Real innovation is (not) boring Pt I - the energy and utilities market
The innovation ecosystem is thriving like never before. Over the past decade, AI, big data, IOT and 4G have taken the speed of innovation to unparalleled hights. What people see...
Without denying the importance of these people and their companies, the innovations they represent are just the tip of the iceberg and they are mostly aimed at consumers. While sending what’s basically a modified grain silo with rocket engines into space, is quite entertaining, it won’t impact our lives very much -yet. That’s why I think it’s time to take a look at the industries that will change the most over the next decade and will have the biggest impact on our lives.
Energy never dies. It just changes form.
Talking about impacted industries, the energy and utilities market is a fascinating industry to kickstart my “boring innovation series”. The EU’s goal to reach net-zero (carbon emissions) by 2050 will require fundamental changes and it’s for a reason we’re including a session about the world’s resources in our Mission NXT program.

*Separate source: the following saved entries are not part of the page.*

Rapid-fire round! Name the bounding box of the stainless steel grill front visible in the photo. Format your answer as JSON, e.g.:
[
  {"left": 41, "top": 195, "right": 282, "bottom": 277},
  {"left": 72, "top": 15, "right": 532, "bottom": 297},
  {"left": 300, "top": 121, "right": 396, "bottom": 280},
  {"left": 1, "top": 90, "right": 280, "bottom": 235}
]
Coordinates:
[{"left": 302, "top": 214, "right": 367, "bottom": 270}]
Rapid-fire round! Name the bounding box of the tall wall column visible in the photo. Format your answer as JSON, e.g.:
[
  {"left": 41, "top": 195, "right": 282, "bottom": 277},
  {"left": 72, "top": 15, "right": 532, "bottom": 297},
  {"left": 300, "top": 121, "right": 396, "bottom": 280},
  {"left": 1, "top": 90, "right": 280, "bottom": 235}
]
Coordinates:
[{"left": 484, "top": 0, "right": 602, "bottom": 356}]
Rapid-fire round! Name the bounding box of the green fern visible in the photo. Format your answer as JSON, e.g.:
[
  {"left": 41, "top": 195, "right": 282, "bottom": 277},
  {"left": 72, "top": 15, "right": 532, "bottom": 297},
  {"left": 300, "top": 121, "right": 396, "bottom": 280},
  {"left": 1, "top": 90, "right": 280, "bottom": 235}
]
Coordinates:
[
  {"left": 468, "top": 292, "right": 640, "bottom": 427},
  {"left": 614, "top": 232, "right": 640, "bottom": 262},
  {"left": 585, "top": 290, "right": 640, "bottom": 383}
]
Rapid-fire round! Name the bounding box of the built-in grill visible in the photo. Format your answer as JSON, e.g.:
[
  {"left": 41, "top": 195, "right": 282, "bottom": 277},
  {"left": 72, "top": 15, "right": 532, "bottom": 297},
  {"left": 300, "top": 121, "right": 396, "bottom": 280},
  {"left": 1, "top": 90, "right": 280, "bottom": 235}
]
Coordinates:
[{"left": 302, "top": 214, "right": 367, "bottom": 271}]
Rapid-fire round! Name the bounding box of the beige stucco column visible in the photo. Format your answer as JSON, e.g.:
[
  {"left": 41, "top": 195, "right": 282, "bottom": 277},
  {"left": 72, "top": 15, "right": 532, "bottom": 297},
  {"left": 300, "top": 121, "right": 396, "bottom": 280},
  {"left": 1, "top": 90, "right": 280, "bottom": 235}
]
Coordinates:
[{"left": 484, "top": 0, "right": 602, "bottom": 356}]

A visible short-term change with a major impact is the transition from ICE (internal combustion engine) cars to electric cars. Between today and 2030, the latter will slowly become mainstream. The real innovation, however, is going to happen at the generation, transmission, and storage side of our energy industry.
Grid balance sparks joy
For the past 50 years or so, the energy market was rather static. Depending on the country you lived in, electricity was either generated by gas, coal, nuclear fission (the splitting of a large atomic nucleus into smaller nuclei, not to be confused with nuclear fusion) or anything else that could be burned. A working power grid just meant building a power plant, connect it to the grid, and make sure demand and supply were in balance (an extreme simplification of course).
Today, grid operators are being confronted with a decentralized and unpredictable production of renewable energy, taking the balancing of that grid to an entirely new level. As boring as that sounds, it involves a lot of engineering and new technologies to make it happen.
As a result of this fluctuating production, energy providers are regularly impacted by negative power prices (when a high and inflexible power generation appears simultaneously with low electricity demand). In fact, the electricity market might be one of the few markets where supply and demand have such an effect on pricing in real-time. On a windy day with lots of sun, this can lead to market players being paid to “buy” excess electricity.
This movement alone is currently shaping a completely new market dynamic. There is a lot of money to be made in helping the grid operator to balance the grid. It can be as simple as a large provider of cooled storage lowering the temperature in its freezers when energy is cheap or even free (thus increasing energy usage) and turning up the temperature (a bit) when energy is expensive (thus decreasing energy usage).
What do you have in storage?
The company in my example is offering a primitive way of energy storage and as such, can play a crucial role in the energy ecosystem. For this to work however, the systems in place need to be able to take decisions based on outside temperature, market insights and food safety. As such combining AI, IOT and economics. Who said the energy market is boring?
Looking at energy storage in a broader way, innovation there is happening at light speed as well. Hundreds of companies, universities and governmental organizations are developing new battery types (flow-batteries, solid-state batteries, etc.). Sometimes it’s as “simple” as refining existing chemistries or finding alternatives that might do the same as a battery, like moving heavy objects up a hill when there is an excess of electricity and let them ride down to re-generate that electricity.
Slowly, these technologies are entering the market. In Australia for example, the French renewable energy provider Neoen installed a giant a battery pack to balance the grid that paid for itself after about two years’ time.
In addition to “traditional” battery storage, a lot of money is being put in hydrogen generation and storage in the EU as well. Whether this will be a viable business model with battery prices dropping year after year remains to be seen. Hydrogen for shipping, steel production and other industrial processes requiring a lot of heat however, will definitely be a driver for future growth.
Let there be light
On the generation-side of electricity, fantastic stuff is happening as well. (Offshore) Wind turbines are becoming larger and more efficient by the year. In France, the first large-scale fusion-reactor is shaping up and might produce its first plasma in 2025. At the same time, solar is being added to the grid at an unprecedented rate and as such, South Australia, for the first time ever, ran for 100% on solar energy only for more than one hour back in October 2021.
As far as renewable energy goes, here too it’s changing the game entirely. According to a study from the International Renewable Agency, many new renewable energy projects are now cheaper than even the cheapest coal-fired power plants. As such, driving these players out of the market. In the end, no traditional power plant might be able to compete with renewables without subsidies. After all, the incremental cost of a wind turbine to generate more electricity is close to zero.
Thunderstruck
For the sake of readability, this blog post does not talk about energy transmission, alternative energy (re)sources and the engineering necessary to facilitate this shift.
As an organization however, it is important to realize the changes that are happening in in the energy market. After all, with the right insights, a lot of organizations can profit from the big energy shift that is currently going on. At the same time, not being aware of this shift can cause a lot of harm to both the environment and your bottom line.
Play time is over, it is no longer the greenies preaching change. Today we are talking economics and the odds are not in your favour if you’re still betting on fossil fuels.